NAT10 also plays a role in stress responses and proliferation. Cells experiencing environmental stress exhibit altered NAT10 activity, leading to shifts in gene expression that support adaptation and survival. NAT10 inhibition results in widespread transcript stability changes, with some mRNAs showing reduced half-lives while others become more stable. This suggests NAT10 operates within a complex regulatory network that fine-tunes gene expression in response to cellular needs.

Tissue Variations In NAT10 Activity

NAT10 expression and activity vary across tissues, reflecting distinct regulatory needs. Highly proliferative tissues like bone marrow and intestinal epithelium display elevated NAT10 levels, aligning with their demand for robust RNA processing and protein synthesis. In contrast, quiescent tissues like skeletal muscle show lower NAT10 activity, suggesting its role is more pronounced in rapidly dividing cells.
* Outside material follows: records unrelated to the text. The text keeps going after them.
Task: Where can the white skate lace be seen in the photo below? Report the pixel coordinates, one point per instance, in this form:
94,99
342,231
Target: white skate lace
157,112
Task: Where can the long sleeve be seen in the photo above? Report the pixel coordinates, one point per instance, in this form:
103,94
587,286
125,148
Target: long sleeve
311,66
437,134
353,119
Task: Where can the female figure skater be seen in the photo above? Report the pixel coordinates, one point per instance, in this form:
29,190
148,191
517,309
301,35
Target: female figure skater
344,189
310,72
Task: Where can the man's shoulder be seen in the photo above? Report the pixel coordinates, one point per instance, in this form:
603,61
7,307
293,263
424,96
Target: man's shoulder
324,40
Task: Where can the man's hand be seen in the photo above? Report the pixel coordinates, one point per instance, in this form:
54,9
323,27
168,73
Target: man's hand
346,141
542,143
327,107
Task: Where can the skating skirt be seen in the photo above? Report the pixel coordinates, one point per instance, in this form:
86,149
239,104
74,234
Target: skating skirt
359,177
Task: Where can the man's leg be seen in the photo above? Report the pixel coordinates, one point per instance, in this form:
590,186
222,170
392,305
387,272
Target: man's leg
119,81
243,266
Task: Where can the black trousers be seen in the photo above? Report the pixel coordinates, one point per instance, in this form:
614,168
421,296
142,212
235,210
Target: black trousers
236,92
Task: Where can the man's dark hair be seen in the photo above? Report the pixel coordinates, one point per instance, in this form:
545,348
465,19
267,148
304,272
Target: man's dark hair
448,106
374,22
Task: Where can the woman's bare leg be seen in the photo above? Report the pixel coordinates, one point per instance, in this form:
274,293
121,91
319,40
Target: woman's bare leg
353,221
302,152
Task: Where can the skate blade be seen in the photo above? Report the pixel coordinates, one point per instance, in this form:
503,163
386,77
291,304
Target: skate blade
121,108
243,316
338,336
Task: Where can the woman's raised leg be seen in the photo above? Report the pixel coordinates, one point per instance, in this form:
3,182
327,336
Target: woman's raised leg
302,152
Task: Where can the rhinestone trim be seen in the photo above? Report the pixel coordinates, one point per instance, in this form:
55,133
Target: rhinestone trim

Neuronal tissues require a precise balance of NAT10 activity to support synaptic function and neuroplasticity. NAT10 expression is enriched in brain regions associated with learning and memory, indicating a role in synaptic protein synthesis. Disruptions in NAT10 activity have been linked to neurodegenerative conditions, further emphasizing its importance in neuronal homeostasis.

DNA Damage Response

NAT10 plays a crucial role in maintaining genomic integrity, particularly in response to DNA damage. Cells are constantly exposed to stressors that cause DNA lesions, including oxidative stress, ultraviolet radiation, and chemical mutagens. NAT10 has been implicated in DNA repair pathways, particularly in responding to double-strand breaks (DSBs) and other genotoxic insults.

One mechanism by which NAT10 facilitates DNA repair is through interactions with chromatin-associated proteins. RNA acetylation has been linked to chromatin remodeling, influencing the accessibility of repair enzymes to damaged DNA sites. NAT10 modulates the acetylation of non-coding RNA species that interact with chromatin, affecting DNA repair complex dynamics. Depleting NAT10 leads to delayed repair kinetics and increased sensitivity to genotoxic agents, indicating its role as a regulatory checkpoint ensuring an efficient genomic stress response.